# Lesson 15 - PCA via SVD and Variance Explained


## Objectives
- Compute PCA using SVD.
- Visualize principal components.
- Measure variance explained by top components.


## From the notes

**PCA**
- Find orthonormal directions that maximize variance.
- SVD on centered data yields principal components.

_TODO: Validate PCA derivation in the CS229 main notes PDF._


## Intuition
PCA rotates data into a new coordinate system ordered by variance, enabling dimensionality reduction with minimal reconstruction loss.


## Data
We use a 2D Gaussian dataset with correlated features.


In [None]:
import numpy as np
import matplotlib.pyplot as plt

np.random.seed(42)

mean = np.array([0, 0])
cov = np.array([[2.0, 1.2], [1.2, 0.8]])
X = np.random.multivariate_normal(mean, cov, 200)
X_centered = X - X.mean(axis=0)

U, S, Vt = np.linalg.svd(X_centered, full_matrices=False)
components = Vt
explained = (S**2) / np.sum(S**2)


## Experiments


In [None]:
explained


## Visualizations


In [None]:
plt.figure(figsize=(6,4))
plt.scatter(X_centered[:,0], X_centered[:,1], alpha=0.6)
for i, comp in enumerate(components[:2]):
    plt.arrow(0, 0, comp[0]*3, comp[1]*3, color="red", head_width=0.1)
plt.title("PCA directions")
plt.xlabel("x1")
plt.ylabel("x2")
plt.axis("equal")
plt.show()

plt.figure(figsize=(6,4))
plt.bar([1,2], explained[:2])
plt.title("Variance explained")
plt.xlabel("component")
plt.ylabel("fraction")
plt.show()


## Takeaways
- PCA finds orthogonal directions of maximum variance.
- Variance explained helps decide how many components to keep.

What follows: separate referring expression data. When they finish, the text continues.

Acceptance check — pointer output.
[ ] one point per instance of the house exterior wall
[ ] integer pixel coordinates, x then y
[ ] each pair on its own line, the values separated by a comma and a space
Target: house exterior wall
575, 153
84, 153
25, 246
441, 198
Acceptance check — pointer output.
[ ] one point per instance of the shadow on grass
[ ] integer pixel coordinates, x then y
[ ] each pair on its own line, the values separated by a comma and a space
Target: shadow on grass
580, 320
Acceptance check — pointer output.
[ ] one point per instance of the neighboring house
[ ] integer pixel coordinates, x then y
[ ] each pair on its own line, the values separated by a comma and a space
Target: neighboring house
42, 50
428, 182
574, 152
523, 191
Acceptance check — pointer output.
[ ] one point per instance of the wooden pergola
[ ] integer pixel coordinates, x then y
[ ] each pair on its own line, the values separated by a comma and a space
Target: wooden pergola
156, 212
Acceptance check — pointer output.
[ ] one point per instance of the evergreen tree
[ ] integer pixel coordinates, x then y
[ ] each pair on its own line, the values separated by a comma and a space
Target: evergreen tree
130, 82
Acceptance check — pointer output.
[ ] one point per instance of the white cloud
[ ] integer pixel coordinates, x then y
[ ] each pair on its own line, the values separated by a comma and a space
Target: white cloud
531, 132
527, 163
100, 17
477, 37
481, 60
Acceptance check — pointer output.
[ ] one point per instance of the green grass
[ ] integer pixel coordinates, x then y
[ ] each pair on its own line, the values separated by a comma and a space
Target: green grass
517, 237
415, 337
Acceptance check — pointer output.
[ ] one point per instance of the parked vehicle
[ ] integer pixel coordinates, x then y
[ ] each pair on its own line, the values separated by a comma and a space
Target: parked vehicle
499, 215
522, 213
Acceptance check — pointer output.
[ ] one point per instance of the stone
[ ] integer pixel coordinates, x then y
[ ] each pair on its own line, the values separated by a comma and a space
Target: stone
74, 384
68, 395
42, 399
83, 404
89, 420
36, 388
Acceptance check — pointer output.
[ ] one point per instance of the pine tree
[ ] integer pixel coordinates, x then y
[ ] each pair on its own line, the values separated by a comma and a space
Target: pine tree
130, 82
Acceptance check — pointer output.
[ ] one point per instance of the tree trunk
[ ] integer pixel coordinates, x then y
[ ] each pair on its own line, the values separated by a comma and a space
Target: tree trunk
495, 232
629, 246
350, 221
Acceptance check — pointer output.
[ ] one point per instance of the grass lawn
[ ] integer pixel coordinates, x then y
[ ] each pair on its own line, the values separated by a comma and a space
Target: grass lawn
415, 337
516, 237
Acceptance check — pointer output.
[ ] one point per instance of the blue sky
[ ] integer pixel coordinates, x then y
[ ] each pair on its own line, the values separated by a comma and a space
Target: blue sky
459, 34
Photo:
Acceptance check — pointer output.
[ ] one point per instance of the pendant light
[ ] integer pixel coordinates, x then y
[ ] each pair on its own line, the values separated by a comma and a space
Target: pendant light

## Explain it in an interview
- Describe how PCA relates to the covariance matrix.
- Explain why centering the data matters.


## Exercises
- Reconstruct the data using only the first principal component.
- Compare PCA via eigen-decomposition vs SVD.
- Try PCA on non-centered data and observe changes.